Imparata la lezione dai confratelli di Hamas (che tengono prigioniero il soldato israeliano Gilad Shalit dal giugno del 2006) i talebani del mullah Omar cominciano a montare il loro bravo battage propagandistico sulla pelle di Bowe Bergdahl, 23 anni, il soldato semplice dell'Idaho da essi catturato il 2 luglio scorso nella provincia di Paktika.
Dall'altra sera gira un filmato diffuso dagli insorti in cui il ragazzo americano fa quel che fanno questi strani soldati americani di ultima generazione quando finiscono nei guai: si lamentano un sacco, vogliono la mamma, sognano la fidanzata e hanno nel cuore la loro patria lontana. Una roba che fa venire il latte alle ginocchia e rischia di infiacchire la già scarsa «vis pugnandi» di un esercito che è capace di fare la faccia feroce solo al cinema.
Nel video, naturalmente, il soldato Bergdahl chiede ai suoi compaesani di fare pressioni sulla Casa Bianca perché ritiri le truppe. Il che, ovviamente, ha suscitato la piccata reazione del comando americano a Kabul e del Pentagono, che definiscono la diffusione del video una violazione del diritto internazionale.
Il filmato dura 28 minuti. All'inizio si fa vedere il soldato che declina le sue generalità, confermate dalla sua placca di riconoscimento mostrata in primo piano. Bowe Bergdahl (il suo nome è stato diffuso solo ieri dal Pentagono) conferma di essere originario dell'Idaho e di avere 23 anni. Poi lo si vede mentre mangia e infine mentre risponde a una serie di domande che gli vengono poste da una voce fuori campo.

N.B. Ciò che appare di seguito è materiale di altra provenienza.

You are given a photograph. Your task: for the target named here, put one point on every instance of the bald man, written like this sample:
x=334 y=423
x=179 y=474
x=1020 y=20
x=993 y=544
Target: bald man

Nella registrazione il giovane appare in buona salute. Ha i capelli rasati, la barba di qualche giorno e lo sguardo di chi è spaventato. Veste una tunica grigia, abito tradizionale afghano, ma intorno a lui non si vedono né facce né altri particolari che possano aiutare gli uomini dei servizi a capire dove sia la prigione del detenuto.
«Sono stato catturato - dice il soldato - fuori dalla mia base, mentre ero di pattuglia». Poi si passa alla più pura propaganda. Evidentemente imbeccato, e altrettanto verosimilmente minacciato, lo sventurato Bowe risponde a domande «politicamente corrette» da cui emerge che l'invasione dell'Afghanistan è stata ingiusta e proditoria, che le forze internazionali provocano vittime civili e commettono abusi nei confronti dei prigionieri. Eccone un esempio. A un certo punto il ragazzo dell'Idaho afferma: «I nostri superiori ci dicevano di non preoccuparci se facciamo vittime fra i civili... I nostri comandanti ci hanno detto di trovare informazioni in qualunque modo, non ci sono regole».
Poi si passa all'autodenigrazione. Costretto a dire (ma che ne sa lui? ndr) che le perdite americane sono superiori a quanto ammette il comando Usa, il soldato Bergdahl ammette di essere spaventato, dice di volere tornare a casa, e aggiunge: «Penso alla mia ragazza, che spero di sposare. Penso alla mia bella famiglia, a casa in America, che io amo». Eccetera.
Quando gli viene chiesto se abbia un messaggio da inviare alla sua gente, il prigioniero risponde: «Sì. Ai miei connazionali che hanno qui i loro cari, che sanno quanto gli mancano, dico che hanno il potere di convincere il governo a rimandarli a casa... Per favore, riportateci a casa, così che possiamo stare laddove siamo nati e non qui a perdere il nostro tempo e le nostre vite».
Incollerita ma impotente, come si diceva, la reazione del Pentagono, costretto (dopo che il filmato è finito anche su You Tube) a rivelare l'identità del soldato. «Sfruttano la cattura del soldato, lo umiliano», dice il Pentagono. Dimenticando di aggiungere che la propaganda è un mezzo di pressione assolutamente legittimo, in guerra. E che quando ti tocca, ti tocca.